На время взбодрился, общаясь с друзьями. В первую очередь, конечно, с верным Н. Морозовым. Все чаще вспоминали прошлое.
- Помнишь, что такое империал? - спрашивал Гиляровский.
- Второй этаж конки, без крыши, там билет стоит три копейки вместо пятачка.
- Старина… - одобрительно тянул Владимир Алексеевич. Читал вслух фрагменты из своей поэмы "Азраил", написанной еще до революции. Чтение вскоре прекращалось:
- Фу! Устал. И тебе наскучил чтением.
- Вам известно, что "Азраила" я знаю наизусть, но я с удовольствием прослушал еще раз эти отрывки в вашем исполнении, - отвечал, словно школьник-отличник, Морозов.
- Первым, кому я читал "Азраила", был Чехов. Я просил его высказать свое впечатление и посоветовать, не надо ли чего исправить. Он ответил: "Хорошо, оставь так, как есть". А когда я прочитал Власу Дорошевичу, тот ошеломил меня ответом, он сказал: "На памятник бьешь, Гиляй!"

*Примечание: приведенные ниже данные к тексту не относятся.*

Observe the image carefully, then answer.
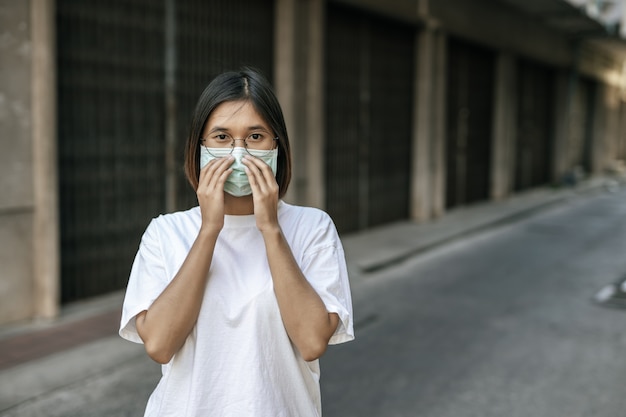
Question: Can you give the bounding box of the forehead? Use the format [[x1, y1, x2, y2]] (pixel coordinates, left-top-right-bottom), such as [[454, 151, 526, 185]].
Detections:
[[206, 100, 269, 129]]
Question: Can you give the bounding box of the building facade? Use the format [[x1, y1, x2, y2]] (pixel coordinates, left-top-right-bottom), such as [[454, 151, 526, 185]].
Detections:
[[0, 0, 626, 323]]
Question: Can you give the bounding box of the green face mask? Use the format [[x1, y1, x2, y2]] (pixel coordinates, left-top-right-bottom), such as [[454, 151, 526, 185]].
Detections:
[[200, 146, 278, 197]]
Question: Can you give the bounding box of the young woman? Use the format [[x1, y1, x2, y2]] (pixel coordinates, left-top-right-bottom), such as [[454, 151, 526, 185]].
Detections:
[[120, 69, 354, 417]]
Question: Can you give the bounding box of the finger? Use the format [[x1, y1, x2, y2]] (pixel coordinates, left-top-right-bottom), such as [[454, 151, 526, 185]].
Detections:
[[242, 155, 278, 193]]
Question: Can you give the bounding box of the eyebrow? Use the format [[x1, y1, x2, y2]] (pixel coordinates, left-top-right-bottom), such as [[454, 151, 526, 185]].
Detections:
[[209, 125, 270, 133]]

- А вы помните, как мы попали когда-то к профессору Церасскому? - поддерживал беседу Николай Иванович.
- А-а-а… К астроному? Помню.
- Вы тогда читали ему тоже отрывки из "Азраила".
- Как же… Старик-звездочет просил некоторые места повторить, значит, понравилось, а потом сказал: "Чудесная космическая фантазия"… Помню…
И Гиляровский продолжал читать из "Азраила":
По бесконечности широкой,
Суровый, грозный, одинокий,
По небу мчался Азраил…
И наш герой на время забывал о своих старческих недугах, становился Азраилом, главным мусульманским ангелом, ангелом смерти. И превращался в силача и остроумца, в кумира журналистской молодежи, в задушевнейшего друга всех литературных знаменитостей, который сам - та еще знаменитость, которому до памятника - рукой подать.
Но памятника нет и не предвидится. А молодость ушла.